Certains peuvent comporter des mouvements simples, mais il ne s’agit pas d’une pratique sportive. Les propositions peuvent être adaptées.

Dois-je garder les yeux fermés ?

Pas nécessairement.

Certaines personnes préfèrent fermer les yeux pendant une visualisation ou un temps d’écoute, tandis que d’autres se sentent mieux en les gardant ouverts ou légèrement entrouverts.

Les bols tibétains sont-ils posés sur le corps ?

Cela dépend entièrement du format de la pratique proposée. Les modalités précises seront indiquées par l’intervenante et dans le programme lorsque cela est pertinent.

Les bols tibétains peuvent-ils soigner une maladie ?

Ils sont proposés ici comme expérience sonore et sensorielle, et non comme traitement médical.

Est-ce la même chose qu’un bain sonore ?

Non.

Les pratiques peuvent se rapprocher par leur utilisation du son, mais le bain sonore constitue un format d’écoute immersive pouvant utiliser différents instruments.

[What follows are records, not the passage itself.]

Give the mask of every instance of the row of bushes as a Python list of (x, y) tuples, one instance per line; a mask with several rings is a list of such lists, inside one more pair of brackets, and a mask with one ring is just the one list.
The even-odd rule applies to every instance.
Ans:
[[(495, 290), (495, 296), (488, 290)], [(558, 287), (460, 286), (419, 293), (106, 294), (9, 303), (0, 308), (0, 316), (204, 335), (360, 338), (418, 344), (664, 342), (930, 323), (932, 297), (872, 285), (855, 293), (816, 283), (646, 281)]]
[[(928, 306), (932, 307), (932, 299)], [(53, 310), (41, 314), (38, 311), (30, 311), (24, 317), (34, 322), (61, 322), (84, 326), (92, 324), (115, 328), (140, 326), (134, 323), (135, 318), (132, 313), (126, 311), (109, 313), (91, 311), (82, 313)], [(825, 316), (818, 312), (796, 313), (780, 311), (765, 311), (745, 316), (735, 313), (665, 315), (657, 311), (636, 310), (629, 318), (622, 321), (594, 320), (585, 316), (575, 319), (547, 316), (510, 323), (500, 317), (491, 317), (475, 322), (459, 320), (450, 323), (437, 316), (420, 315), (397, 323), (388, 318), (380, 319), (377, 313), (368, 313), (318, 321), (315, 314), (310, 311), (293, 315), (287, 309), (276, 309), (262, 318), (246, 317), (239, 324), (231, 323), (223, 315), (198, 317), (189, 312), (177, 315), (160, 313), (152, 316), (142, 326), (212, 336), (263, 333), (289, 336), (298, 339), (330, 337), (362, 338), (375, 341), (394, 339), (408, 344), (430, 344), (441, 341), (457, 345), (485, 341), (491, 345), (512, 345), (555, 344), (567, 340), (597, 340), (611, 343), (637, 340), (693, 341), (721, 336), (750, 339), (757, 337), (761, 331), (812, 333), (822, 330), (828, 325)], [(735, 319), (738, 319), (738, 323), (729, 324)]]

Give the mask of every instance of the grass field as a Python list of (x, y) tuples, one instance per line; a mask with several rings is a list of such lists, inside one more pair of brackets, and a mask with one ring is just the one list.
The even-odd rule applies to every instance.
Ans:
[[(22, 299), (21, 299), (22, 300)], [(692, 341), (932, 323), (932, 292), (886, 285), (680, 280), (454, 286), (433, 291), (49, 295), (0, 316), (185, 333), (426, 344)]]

Au Centre Arc En Ciel, les bains sonores sont proposés avec Carine tandis que la sophrologie et les bols tibétains sont proposés avec Corinne.

Puis-je participer si je suis sensible aux sons ?

Il est préférable de le signaler avant la séance. La pertinence de l’expérience pourra ainsi être évaluée en fonction de votre sensibilité et du format proposé.

Qui anime ces pratiques au Centre Arc En Ciel ?

La sophrologie et les bols tibétains sont proposés avec Corinne, intervenante partenaire du Centre Arc En Ciel.

Découvrir la sophrologie et les bols tibétains

Du souffle vers le silence, du corps vers l’écoute

Parfois, revenir à soi commence par quelque chose de très simple.

Sentir ses pieds au sol.

Prendre conscience d’une respiration.

Relâcher une tension.

Écouter un son jusqu’à ce qu’il disparaisse.

La sophrologie et les bols tibétains permettent d’explorer ces expériences avec Corinne dans un cadre où chacun peut avancer à son propre rythme.